A nova ETAR de Faro-Olhão foi construída no final de 2018, no local da antiga ETAR de Faro Nascente, no Concelho de Faro, a cerca de 2 km a este da cidade de Faro, numa parcela no local do Sítio da Garganta, na margem esquerda do rio Seco, incluída na zona lagunar da ria Formosa.

Esta ETAR trata, quer uma parte das águas residuais geradas na cidade de Faro e do Concelho de S.Brás de Alportel e que eram encaminhadas para a antiga ETAR de Faro Nascente, por lagunagem, quer as águas residuais geradas na cidade de Olhão e que eram tratadas na ETAR de Olhão Poente, por lagunagem (figura 1).

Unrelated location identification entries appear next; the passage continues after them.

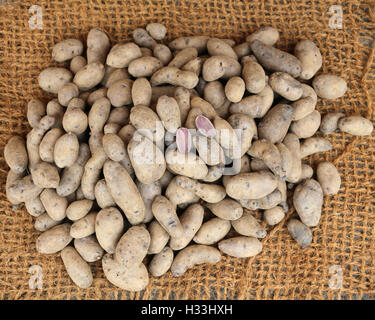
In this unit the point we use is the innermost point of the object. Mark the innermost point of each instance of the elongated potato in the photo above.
(165, 213)
(308, 201)
(133, 279)
(356, 125)
(124, 191)
(248, 226)
(191, 221)
(212, 231)
(226, 209)
(300, 232)
(253, 185)
(159, 237)
(78, 269)
(241, 247)
(54, 239)
(89, 248)
(66, 150)
(194, 255)
(15, 154)
(109, 226)
(53, 78)
(328, 177)
(161, 262)
(146, 159)
(188, 164)
(276, 60)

Com a nova ETAR de Faro/Olhão foi possível desativar os antigos sistemas de lagunagem, que se revelavam subdimensionados e desadequados, do ponto de vista do nível de tratamento efetuado.

 

Figura 1 – Localização da nova ETAR de Faro/Olhão

A água residual afluente à ETAR de Faro/Olhão chega à instalação toda elevada, proveniente de 14 estações elevatórias, em alta e 1 estação elevatória, em baixa, compreendendo uma extensão total de sistema intercetores de 57 km.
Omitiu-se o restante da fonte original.